Entre os conservantes, o álcool benzílico é hoje contraindicado em menores de 3 anos pela imaturidade do mesmo sistema enzimático que também compromete o metabolismo do benzoato de sódio, outro conservante amplamente utilizado em xaropes e soluções orais multidose. Os parabenos, por sua vez, são associados a possíveis efeitos endócrinos e obesogênicos, além de interferir na ligação da bilirrubina à albumina, o que levanta preocupação especial em recém-nascidos com icterícia.
Já entre os edulcorantes, muitos deles onipresentes em formulações pediátricas justamente para melhorar a palatabilidade, o estudo aponta riscos que vão da toxicidade hepática por acúmulo de metanol no caso do aspartamo, até efeitos sobre a microbiota intestinal atribuídos à sucralose e ao acessulfame de potássio. A sacarina, por sua estrutura de sulfonamida, pode gerar reatividade cruzada em pacientes alérgicos a esse grupo de fármacos, um detalhe que raramente é lembrado na triagem de alergias.
A lacuna regulatória
Um dos pontos mais relevantes da revisão é a constatação de que a maioria dos excipientes avaliados não possui limites de dose estabelecidos especificamente para a população pediátrica pelas principais agências reguladoras. Quando existem parâmetros, eles costumam derivar de concentrações diárias aceitáveis definidas para uso alimentar, não farmacêutico, o que é uma extrapolação problemática dado o contexto de exposição terapêutica, muitas vezes prolongada e associada a comorbidades.
Os autores também destacam que a maior parte dos eventos tóxicos relatados na literatura está associada à sobreexposição, seja por concentração elevada, seja por tempo de uso prolongado, reforçando o princípio clássico da toxicologia de que a dose faz o veneno. O problema é que, na prática pediátrica, um único paciente frequentemente está exposto a múltiplos excipientes simultaneamente, através de diferentes medicamentos, e a literatura sobre interação cruzada entre esses aditivos é praticamente inexistente.

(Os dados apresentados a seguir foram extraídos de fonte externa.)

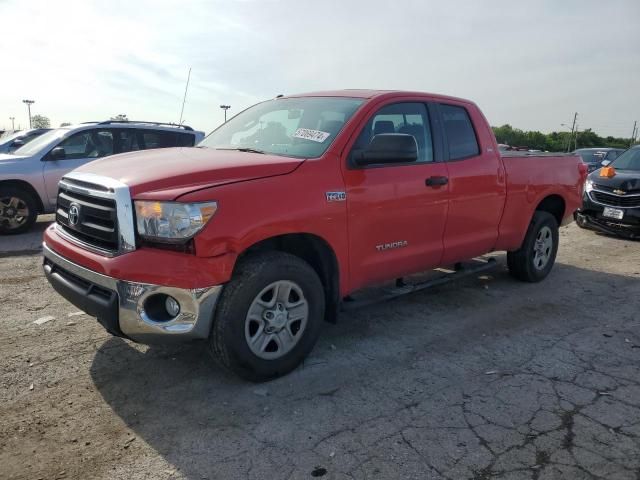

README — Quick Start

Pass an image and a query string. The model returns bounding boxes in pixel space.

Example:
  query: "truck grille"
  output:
[56,182,118,252]
[591,190,640,208]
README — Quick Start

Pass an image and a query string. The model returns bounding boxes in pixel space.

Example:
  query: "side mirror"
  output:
[9,138,24,151]
[354,133,418,166]
[49,147,67,160]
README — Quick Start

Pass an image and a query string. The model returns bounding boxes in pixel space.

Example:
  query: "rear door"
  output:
[437,101,506,265]
[42,128,114,205]
[343,102,448,289]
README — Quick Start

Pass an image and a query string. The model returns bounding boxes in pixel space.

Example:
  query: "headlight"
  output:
[135,201,218,243]
[584,178,593,193]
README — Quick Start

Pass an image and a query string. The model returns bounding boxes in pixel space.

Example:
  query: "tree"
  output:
[492,125,630,152]
[31,115,51,128]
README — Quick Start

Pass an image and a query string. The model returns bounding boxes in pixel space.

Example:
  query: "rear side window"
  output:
[353,103,433,162]
[58,130,113,160]
[440,104,480,160]
[142,130,177,150]
[118,128,141,153]
[176,133,196,147]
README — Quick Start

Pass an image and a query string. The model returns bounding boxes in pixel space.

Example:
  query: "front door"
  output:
[43,129,113,207]
[343,102,448,290]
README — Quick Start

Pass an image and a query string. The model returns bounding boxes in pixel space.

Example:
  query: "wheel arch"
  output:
[535,193,567,226]
[236,233,340,323]
[0,179,44,213]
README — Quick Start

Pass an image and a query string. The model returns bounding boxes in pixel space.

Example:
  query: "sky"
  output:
[0,0,640,138]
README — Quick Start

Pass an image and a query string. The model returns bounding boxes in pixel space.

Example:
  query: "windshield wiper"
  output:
[216,147,265,155]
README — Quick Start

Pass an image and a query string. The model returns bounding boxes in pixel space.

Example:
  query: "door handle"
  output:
[424,177,449,187]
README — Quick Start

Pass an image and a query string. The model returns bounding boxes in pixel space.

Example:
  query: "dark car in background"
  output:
[0,128,51,153]
[573,147,624,173]
[576,145,640,239]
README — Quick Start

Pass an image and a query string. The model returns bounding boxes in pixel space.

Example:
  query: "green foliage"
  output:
[31,115,51,128]
[492,124,631,152]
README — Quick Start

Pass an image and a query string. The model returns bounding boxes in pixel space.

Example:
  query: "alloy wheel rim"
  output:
[533,226,553,270]
[0,197,29,230]
[244,280,309,360]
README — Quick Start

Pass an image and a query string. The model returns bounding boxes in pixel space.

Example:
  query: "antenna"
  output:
[178,67,191,125]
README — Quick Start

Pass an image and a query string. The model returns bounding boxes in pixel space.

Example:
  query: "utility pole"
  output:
[178,67,191,125]
[22,100,36,128]
[220,105,231,123]
[567,112,578,152]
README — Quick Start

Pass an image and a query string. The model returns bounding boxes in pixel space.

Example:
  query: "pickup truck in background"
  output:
[44,90,586,381]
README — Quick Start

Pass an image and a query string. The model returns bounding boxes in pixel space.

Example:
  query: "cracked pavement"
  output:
[0,225,640,480]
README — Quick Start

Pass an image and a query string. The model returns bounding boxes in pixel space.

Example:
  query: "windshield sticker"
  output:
[293,128,331,143]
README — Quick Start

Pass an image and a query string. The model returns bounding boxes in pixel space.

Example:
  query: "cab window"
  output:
[352,103,433,162]
[58,130,113,160]
[440,104,480,160]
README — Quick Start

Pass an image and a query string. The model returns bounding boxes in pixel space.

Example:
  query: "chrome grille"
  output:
[56,172,135,256]
[56,183,118,252]
[590,190,640,208]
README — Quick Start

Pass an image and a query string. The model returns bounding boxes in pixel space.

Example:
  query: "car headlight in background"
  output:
[584,178,593,193]
[134,201,218,243]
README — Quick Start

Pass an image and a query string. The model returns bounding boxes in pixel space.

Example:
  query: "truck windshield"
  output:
[198,97,364,158]
[611,148,640,172]
[13,128,69,156]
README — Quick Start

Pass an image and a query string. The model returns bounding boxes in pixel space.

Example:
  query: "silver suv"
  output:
[0,120,204,234]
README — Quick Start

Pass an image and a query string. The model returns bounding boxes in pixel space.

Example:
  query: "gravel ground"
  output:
[0,225,640,480]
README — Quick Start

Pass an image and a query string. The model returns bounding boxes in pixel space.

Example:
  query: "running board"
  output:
[341,257,497,311]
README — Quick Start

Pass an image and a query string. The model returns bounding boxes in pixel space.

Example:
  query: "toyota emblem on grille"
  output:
[69,203,80,226]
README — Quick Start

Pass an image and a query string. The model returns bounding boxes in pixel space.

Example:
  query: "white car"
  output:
[0,120,204,234]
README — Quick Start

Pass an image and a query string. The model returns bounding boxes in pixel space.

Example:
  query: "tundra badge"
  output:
[376,240,409,252]
[325,192,347,202]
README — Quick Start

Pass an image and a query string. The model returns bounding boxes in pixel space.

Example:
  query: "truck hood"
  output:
[75,148,304,200]
[589,170,640,193]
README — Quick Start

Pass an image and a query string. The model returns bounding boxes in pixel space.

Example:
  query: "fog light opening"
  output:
[164,295,180,318]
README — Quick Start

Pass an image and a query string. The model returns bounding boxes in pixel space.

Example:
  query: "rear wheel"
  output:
[507,211,559,282]
[209,252,324,382]
[0,186,38,234]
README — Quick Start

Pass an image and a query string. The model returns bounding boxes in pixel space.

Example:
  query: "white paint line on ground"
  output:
[33,315,56,325]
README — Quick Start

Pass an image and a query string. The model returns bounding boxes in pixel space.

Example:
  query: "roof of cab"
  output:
[278,88,473,103]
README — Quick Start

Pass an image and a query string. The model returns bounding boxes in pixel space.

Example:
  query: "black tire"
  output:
[0,186,38,235]
[208,252,325,382]
[507,211,559,282]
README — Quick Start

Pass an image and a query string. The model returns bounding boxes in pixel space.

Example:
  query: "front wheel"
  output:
[0,186,38,235]
[507,211,559,282]
[209,252,324,382]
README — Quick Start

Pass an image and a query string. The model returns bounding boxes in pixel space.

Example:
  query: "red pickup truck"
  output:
[44,90,586,381]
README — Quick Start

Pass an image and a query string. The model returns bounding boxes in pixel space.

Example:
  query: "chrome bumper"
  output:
[43,244,222,344]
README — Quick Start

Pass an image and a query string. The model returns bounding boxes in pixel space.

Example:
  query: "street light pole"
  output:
[220,105,231,123]
[22,100,36,128]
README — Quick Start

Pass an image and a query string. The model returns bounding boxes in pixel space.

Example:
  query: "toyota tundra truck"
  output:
[43,90,586,381]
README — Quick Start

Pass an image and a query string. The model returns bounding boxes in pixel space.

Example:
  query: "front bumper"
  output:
[576,192,640,239]
[43,243,222,344]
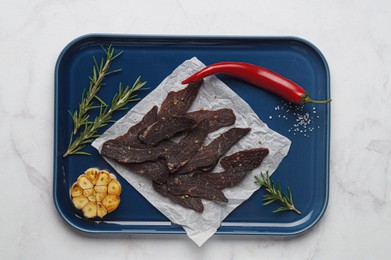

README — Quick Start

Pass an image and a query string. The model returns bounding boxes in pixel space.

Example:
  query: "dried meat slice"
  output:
[167,175,228,202]
[159,80,203,118]
[220,148,269,171]
[153,182,204,213]
[110,106,158,147]
[122,160,170,184]
[186,108,236,133]
[177,128,251,174]
[193,169,247,189]
[165,119,209,172]
[101,141,175,163]
[139,116,195,145]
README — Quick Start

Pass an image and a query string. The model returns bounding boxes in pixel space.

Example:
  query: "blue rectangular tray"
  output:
[53,35,330,236]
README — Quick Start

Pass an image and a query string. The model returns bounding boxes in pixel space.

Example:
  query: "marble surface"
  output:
[0,0,391,259]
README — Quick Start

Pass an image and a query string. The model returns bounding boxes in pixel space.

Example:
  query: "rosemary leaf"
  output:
[63,77,146,157]
[255,172,301,214]
[72,45,122,134]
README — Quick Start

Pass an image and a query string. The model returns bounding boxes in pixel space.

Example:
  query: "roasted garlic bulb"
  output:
[70,168,122,218]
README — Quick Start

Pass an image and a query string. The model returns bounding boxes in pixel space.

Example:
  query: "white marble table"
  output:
[0,0,391,259]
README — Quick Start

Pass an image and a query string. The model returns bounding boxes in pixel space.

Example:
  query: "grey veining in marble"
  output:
[0,0,391,259]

O papel do farmacêutico na seleção informada
Diante da escassez de medicamentos comerciais formulados especificamente para crianças, grande parte da terapêutica pediátrica ainda depende de fórmulas magistrais e de adaptações de produtos originalmente desenvolvidos para adultos. É exatamente nesse ponto que o farmacêutico hospitalar e o farmacêutico magistral assumem papel central: a escolha do veículo, do conservante e do edulcorante em uma formulação extemporânea não é um detalhe técnico secundário, é uma decisão clínica com implicações toxicológicas reais.

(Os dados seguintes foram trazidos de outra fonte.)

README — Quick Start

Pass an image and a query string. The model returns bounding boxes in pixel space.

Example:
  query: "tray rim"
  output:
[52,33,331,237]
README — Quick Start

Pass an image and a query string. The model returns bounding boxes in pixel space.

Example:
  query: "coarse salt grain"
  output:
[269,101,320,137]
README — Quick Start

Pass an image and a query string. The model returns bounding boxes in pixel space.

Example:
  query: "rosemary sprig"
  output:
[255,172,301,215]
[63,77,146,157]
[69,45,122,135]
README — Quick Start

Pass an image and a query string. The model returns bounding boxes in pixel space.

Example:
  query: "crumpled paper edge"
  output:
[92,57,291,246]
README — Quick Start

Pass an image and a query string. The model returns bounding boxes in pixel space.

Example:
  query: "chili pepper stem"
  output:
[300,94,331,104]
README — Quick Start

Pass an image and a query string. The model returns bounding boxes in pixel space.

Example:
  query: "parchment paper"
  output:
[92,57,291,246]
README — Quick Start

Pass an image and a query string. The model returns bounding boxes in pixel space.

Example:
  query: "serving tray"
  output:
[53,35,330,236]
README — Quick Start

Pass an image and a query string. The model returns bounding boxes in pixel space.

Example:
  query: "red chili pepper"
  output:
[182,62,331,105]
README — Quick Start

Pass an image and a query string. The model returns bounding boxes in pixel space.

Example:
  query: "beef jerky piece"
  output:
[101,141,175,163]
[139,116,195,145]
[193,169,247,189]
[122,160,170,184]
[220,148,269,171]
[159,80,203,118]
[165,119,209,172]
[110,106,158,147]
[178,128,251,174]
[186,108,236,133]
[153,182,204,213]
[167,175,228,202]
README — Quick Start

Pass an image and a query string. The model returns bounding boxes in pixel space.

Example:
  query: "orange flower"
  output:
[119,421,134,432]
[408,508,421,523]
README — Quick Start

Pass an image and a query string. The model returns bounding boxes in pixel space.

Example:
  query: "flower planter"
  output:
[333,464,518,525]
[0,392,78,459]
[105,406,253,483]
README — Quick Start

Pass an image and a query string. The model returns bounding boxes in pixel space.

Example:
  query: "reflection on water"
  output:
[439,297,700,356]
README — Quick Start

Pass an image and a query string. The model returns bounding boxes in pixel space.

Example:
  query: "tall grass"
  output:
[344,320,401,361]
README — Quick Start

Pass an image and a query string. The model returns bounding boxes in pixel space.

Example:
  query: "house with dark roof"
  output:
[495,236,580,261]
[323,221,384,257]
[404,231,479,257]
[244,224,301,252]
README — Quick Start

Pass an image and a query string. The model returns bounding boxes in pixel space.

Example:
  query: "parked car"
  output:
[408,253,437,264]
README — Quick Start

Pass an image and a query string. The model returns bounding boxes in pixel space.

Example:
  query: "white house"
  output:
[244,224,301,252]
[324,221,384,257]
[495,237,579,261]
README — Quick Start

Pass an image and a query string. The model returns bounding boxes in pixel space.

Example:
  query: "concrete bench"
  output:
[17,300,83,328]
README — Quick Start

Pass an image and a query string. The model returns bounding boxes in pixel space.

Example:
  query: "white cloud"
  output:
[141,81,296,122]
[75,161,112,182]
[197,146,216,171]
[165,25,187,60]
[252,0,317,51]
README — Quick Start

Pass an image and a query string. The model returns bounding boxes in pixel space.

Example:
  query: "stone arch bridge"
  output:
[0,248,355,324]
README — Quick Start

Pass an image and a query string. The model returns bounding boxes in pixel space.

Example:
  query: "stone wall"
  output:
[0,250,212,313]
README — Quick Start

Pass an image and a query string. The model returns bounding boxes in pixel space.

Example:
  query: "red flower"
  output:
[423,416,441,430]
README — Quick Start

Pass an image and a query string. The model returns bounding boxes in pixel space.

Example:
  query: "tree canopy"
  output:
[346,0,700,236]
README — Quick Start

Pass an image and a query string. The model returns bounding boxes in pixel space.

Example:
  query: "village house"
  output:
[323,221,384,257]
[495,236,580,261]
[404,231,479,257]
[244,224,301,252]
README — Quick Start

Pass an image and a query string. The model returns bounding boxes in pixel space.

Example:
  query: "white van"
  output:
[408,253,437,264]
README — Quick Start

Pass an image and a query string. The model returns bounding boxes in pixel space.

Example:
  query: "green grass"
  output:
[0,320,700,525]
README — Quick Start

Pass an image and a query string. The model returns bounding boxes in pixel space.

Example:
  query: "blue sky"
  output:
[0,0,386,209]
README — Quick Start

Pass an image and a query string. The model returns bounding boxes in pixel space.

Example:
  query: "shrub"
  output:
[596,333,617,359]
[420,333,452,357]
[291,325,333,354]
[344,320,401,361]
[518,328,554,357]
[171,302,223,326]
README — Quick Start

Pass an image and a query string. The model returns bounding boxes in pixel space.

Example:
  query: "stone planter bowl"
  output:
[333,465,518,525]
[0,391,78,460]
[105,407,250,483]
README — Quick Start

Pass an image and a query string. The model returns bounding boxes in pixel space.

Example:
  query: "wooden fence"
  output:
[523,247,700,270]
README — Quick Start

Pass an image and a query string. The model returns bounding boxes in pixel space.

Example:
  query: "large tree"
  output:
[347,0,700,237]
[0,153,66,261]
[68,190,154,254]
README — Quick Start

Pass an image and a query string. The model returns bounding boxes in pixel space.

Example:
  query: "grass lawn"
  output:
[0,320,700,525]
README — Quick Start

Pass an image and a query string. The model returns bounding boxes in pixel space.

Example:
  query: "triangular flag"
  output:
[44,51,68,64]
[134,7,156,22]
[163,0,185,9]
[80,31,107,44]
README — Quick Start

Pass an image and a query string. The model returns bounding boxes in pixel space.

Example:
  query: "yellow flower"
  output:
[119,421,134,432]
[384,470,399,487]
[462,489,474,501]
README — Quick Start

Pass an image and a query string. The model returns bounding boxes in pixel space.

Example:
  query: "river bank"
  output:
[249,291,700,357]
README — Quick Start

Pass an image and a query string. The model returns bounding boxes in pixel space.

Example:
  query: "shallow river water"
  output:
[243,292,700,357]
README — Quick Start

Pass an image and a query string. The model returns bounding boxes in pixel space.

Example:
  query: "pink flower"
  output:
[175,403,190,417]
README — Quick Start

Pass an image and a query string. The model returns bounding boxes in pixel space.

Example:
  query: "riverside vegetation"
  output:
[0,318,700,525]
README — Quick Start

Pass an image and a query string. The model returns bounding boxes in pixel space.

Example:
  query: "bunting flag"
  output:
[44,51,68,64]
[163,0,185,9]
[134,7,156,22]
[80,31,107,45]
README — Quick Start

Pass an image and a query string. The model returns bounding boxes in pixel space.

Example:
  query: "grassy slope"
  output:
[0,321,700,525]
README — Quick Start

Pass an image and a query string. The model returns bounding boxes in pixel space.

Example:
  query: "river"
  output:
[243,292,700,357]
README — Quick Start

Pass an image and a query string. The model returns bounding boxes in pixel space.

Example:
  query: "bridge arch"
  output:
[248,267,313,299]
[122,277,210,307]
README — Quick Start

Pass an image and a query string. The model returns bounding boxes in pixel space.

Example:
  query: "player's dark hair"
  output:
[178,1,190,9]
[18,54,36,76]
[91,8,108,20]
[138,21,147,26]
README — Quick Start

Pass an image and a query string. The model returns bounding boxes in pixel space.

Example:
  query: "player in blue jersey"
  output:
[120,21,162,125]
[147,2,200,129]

Iniciativas internacionais como a base de dados STEP, fruto de colaboração entre entidades europeias e americanas de formulação pediátrica, e veículos livre de excipientes de risco, como as bases Ora-Plus e SyrSpend, apontam um caminho possível. No Brasil, ainda não existe uma base de dados equivalente, o que reforça a importância de o farmacêutico hospitalar consultar ativamente a bula, a ficha técnica e a literatura toxicológica disponível antes de padronizar ou manipular uma formulação pediátrica, especialmente para neonatos e lactentes internados em UTI.

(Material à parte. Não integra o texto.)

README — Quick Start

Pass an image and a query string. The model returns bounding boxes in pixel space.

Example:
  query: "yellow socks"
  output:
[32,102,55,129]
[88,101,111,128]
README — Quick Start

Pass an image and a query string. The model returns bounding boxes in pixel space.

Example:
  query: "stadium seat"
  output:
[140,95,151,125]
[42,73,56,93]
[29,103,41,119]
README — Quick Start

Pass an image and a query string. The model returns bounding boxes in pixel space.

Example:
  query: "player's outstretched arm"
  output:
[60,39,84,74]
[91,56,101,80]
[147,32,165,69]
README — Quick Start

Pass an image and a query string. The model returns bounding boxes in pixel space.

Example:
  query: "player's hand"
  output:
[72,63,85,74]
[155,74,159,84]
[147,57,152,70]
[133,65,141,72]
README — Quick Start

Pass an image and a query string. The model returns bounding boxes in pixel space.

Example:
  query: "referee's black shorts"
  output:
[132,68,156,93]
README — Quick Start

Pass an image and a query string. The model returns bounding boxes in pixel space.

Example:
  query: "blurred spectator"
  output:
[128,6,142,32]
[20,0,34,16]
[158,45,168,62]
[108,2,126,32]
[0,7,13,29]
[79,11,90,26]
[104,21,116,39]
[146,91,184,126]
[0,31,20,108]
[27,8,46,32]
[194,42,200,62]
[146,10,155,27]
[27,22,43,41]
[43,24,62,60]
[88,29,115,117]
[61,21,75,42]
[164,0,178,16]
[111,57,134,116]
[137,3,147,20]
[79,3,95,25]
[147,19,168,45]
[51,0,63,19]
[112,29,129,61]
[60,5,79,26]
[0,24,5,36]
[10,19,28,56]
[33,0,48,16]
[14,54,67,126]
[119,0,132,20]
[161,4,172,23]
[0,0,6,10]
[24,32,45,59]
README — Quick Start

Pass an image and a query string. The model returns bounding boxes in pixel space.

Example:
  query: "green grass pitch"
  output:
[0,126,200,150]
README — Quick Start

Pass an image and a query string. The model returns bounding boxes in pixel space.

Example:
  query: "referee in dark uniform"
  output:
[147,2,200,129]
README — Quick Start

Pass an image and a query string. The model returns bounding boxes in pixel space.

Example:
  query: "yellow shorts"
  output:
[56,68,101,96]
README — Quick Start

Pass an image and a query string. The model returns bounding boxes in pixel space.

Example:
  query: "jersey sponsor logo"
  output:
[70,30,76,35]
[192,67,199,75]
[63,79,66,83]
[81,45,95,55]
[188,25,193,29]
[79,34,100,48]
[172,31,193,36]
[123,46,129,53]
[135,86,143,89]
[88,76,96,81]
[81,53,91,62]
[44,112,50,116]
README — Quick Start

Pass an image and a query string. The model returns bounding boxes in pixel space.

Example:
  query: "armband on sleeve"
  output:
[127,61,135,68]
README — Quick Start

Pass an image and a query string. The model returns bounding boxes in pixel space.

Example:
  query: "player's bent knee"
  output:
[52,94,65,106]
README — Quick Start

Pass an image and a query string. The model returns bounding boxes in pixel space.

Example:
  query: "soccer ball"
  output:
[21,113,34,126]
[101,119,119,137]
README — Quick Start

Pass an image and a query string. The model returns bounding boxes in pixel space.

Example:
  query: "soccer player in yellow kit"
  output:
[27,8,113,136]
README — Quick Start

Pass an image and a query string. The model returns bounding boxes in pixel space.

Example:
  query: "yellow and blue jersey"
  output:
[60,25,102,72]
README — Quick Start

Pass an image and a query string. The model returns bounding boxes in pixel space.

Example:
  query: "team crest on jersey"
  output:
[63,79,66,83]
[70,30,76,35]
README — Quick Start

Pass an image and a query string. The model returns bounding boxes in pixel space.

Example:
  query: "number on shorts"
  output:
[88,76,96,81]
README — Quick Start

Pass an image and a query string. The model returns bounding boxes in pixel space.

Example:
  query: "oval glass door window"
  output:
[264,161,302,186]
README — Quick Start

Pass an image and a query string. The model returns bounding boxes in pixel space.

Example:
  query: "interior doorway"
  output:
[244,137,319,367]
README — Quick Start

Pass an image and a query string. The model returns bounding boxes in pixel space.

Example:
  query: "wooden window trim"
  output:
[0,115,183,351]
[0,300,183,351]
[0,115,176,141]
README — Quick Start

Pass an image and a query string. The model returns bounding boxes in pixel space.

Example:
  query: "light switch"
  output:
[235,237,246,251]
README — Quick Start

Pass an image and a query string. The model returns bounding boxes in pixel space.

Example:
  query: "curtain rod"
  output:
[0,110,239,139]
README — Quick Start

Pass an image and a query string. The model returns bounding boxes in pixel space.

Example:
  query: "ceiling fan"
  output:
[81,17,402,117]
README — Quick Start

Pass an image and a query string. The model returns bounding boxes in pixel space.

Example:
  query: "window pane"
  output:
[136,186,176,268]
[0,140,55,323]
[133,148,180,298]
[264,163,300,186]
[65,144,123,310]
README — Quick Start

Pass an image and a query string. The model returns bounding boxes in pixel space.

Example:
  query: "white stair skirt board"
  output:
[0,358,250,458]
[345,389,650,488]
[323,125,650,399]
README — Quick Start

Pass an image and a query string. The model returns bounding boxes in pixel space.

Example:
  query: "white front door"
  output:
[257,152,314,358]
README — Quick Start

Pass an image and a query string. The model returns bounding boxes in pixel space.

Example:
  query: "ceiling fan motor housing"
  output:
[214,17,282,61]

Inerte não é sinônimo de seguro
A principal lição prática desta revisão para quem atua na farmácia clínica e hospitalar é simples de enunciar, mas exige mudança de hábito: excipiente não é detalhe de formulação, é parte integrante da avaliação de segurança do medicamento. Perguntar não apenas “qual o princípio ativo e a dose”, mas também “quais excipientes essa formulação contém e se esse paciente pode recebê-los com segurança” deve ser rotina em qualquer análise farmacêutica de prescrição pediátrica, especialmente neste grupo de pacientes com imaturidade hepática ou renal, alergias conhecidas ou exposição concomitante a múltiplos medicamentos líquidos.